Steep operating leverage drives strong EBITDA growth
* Revenue grew 6% QoQ to INR117.5b (in-line) along with EBITDA growth of 28% QoQ to INR43.8b. However, adjusted for INR4b one-off credits related to manpower and network cost, EBITDA grew 16% to INR39.8b (4% above est.). EBITDA on pre Ind-AS 116 basis (adj. for one-off credits) stood at INR17.1b, up 34% QoQ (12% above est.).
* Net loss came in at INR116.4b (v/s INR64.4b in 3QFY20). Adjusted net loss (for exceptional) stood at INR55b on post Ind-AS 116 basis (v/s INR58.1b in 3QFY20 and est. INR44.6b).
* Subs base continued to see downward pressure with steeper 4% QoQ decline to 291m (lost 13m subs). Decline in active subs was slower at 3.5m.
* ARPU at INR121 was up 11% QoQ (v/s Bharti’s 14% and RJio’s 2% QoQ growth), and was the big silver lining aided by last quarter’s price hike.
* Capex intensity reduced to INR18.2b in 4QFY20 (v/s INR33.3b in 3QFY20 due to the COVID-19 disruption). FY20 capex stood at INR101.3b.
* Net Debt stood at INR1,125b (v/s INR1,033.1b in 3QFY20), including the INR876.5b deferred spectrum liability. Gross debt stood at INR1,150b excluding lease liabilities. Cash stood at a mere INR24.8b, barely sufficient for one quarter’s capex.
* Operational synergy target of INR84b has been fully achieved with no incremental benefit left.
Valuation and view
* Needs cash to survive: VIL’s weak cash position with outstanding cash and equivalents of INR26.6b in FY20 and EBITDA (pre Ind-AS 116) of INR58.1b would be insufficient to service the estimated cash requirement of ~INR135b for FY21/22E and the much higher INR300b for FY23E (as the 2- year deferred spectrum payment moratorium ends). We believe ~50% price would be required to keep it afloat.

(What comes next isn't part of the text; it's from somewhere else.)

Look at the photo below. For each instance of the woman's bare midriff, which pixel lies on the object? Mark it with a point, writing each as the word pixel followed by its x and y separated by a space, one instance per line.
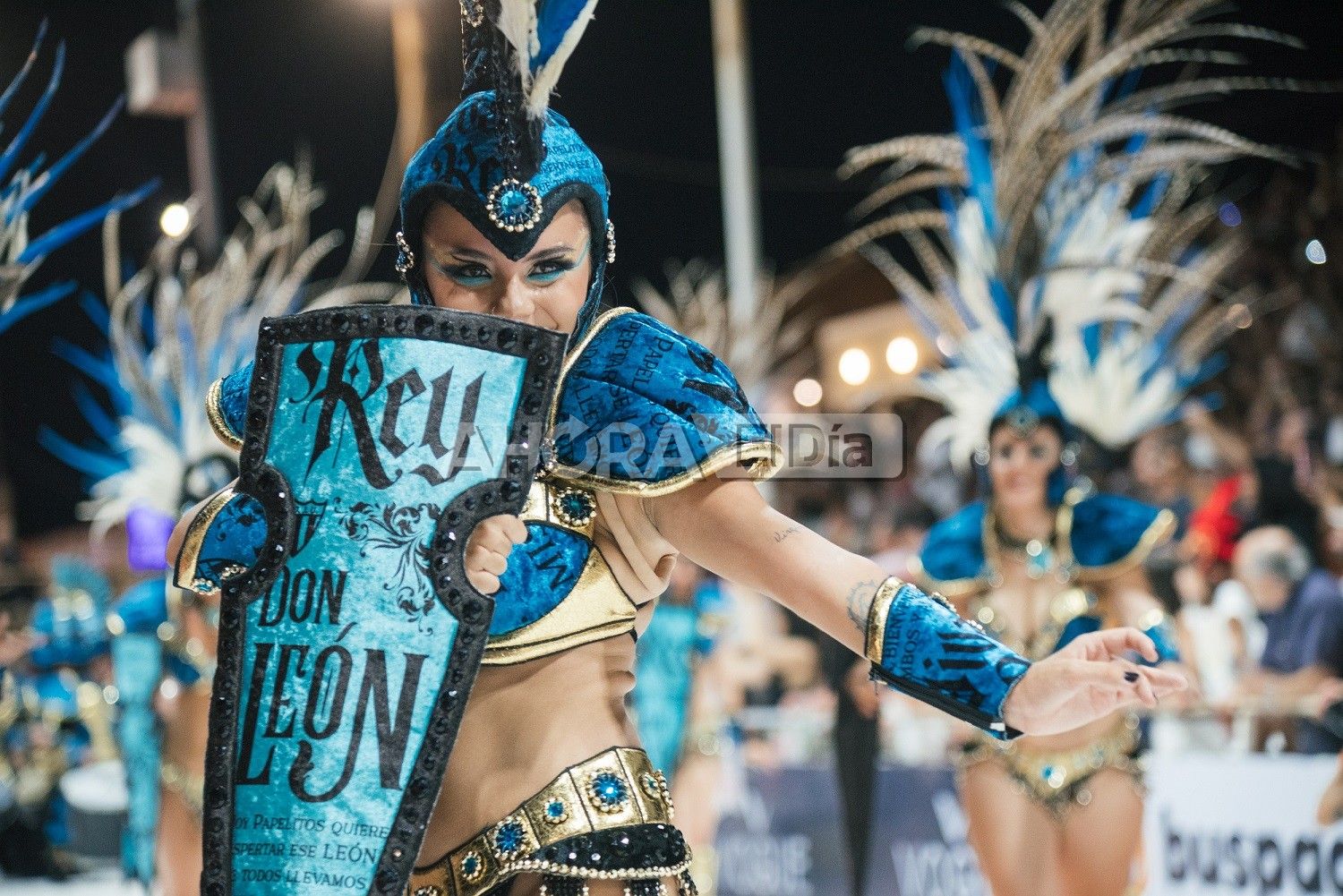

* Losing competitive position: With continued subscriber churn, especially in the data market and weakening competitive position, revenue growth through price hike is getting diluted. This is evident from 4QFY20’s results as the 11% ARPU increase translated into just 6% revenue growth. Against this, VIL has incremental network investment requirements, which may turn out to be a tall task ahead.